In which I make what, coming from me, will sound like a rather odd objection

In the CoHE, Boyd Zenner (sorry, behind the paywall), discussing the sorry state of contemporary academic publishing, places part of the blame at faculty feet: "It's pretty hard to understand why so many card-carrying members of the knowledge industry can't, or don't, or won't purchase the instruments necessary for the plying of their trade."   Zenner concedes that "[p]eople complain that scholarly books are expensive, and of course they are, relatively," but that "of course" covers up some rather astonishing sins of omission--like, for example, any mention of how much scholarly books actually cost.  An "inexpensive" monograph from OUP will be about $65 (and can easily run into the $100s and even $200s); from Cambridge, in the $80s (ditto).  Cornell makes it into the $50s.  Virginia, a "relatively" inexpensive press, retails literary criticism in the $30s and $40s.  Books published by the commercial academic presses--Palgrave Macmillan, Ashgate, Routledge--frequently sell for anything from the mid-$70s to the low $100s.  (My own Book One, published by Ashgate, currently goes for $110.)  These books are not merely expensive in relation to other books; they're expensive in relation to groceries and the gas bill.   One does not acquire  a $200 book from Cambridge  without much soul-searching (not to mention belt-tightening).  That being said, Princeton, Harvard, Yale, Ohio State, and the University of Chicago manage to regularly stock books in the $30s and $20s--because, not coincidentally, they tend to do relatively rapid paperback releases.   If I'm going to purchase  a retail copy of an academic book, it's most likely going to be from one of the last five.  After all, I would rather like to have some money left over after the transaction, which may be considered an odd predilection in some quarters.

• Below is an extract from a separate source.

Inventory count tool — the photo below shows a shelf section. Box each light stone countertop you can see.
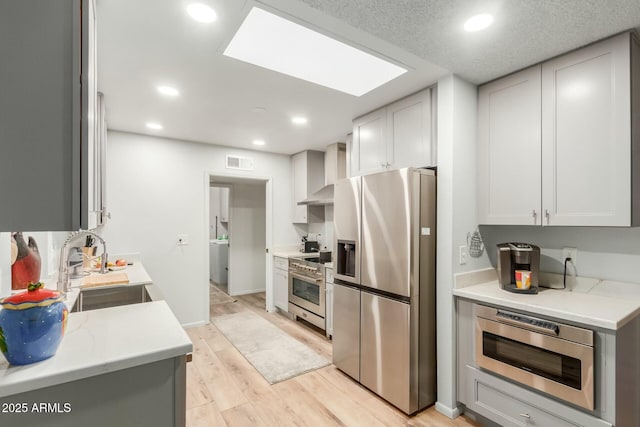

For most academics, buying scholarly monographs is a strictly utilitarian activity--and for those of us in literature, one that competes with buying literature.  (I work on the history of historical fiction; what else are contemporary historical novels but the "instruments" of my "trade"?) As a graduate student, the biggest mistake I made was buying monographs that looked interesting, as opposed to the ones I was actually going to use more than once.  Interesting stuff got read once, sat morosely on the shelf, and then got donated to other graduate students.    If something looks like an interesting read, I check it out from the library or ILL it; if, after perusal, it turns out to be useful for more than one project, then I buy my own copy.   Given that many publishers key their book prices to institutional buying power, it cannot come as a great shock that most of us prefer to leave the monograph-buying to the institutions.   (Pace Zenner, most of us don't expect our books to sell particularly well, unless we're the second incarnation of Jacques Derrida or something.  We expect them to sell to...wait for it...libraries.)   Most article-length projects call for many loans and few purchases--which has nothing to do with the value of the books, and everything to do with the nature of research.  I'm always happy to make an impulse purchase when I see an intriguing title available cheaply (sort of) at a secondhand store, but that still leaves me with a very small subset of monographs that I need to own.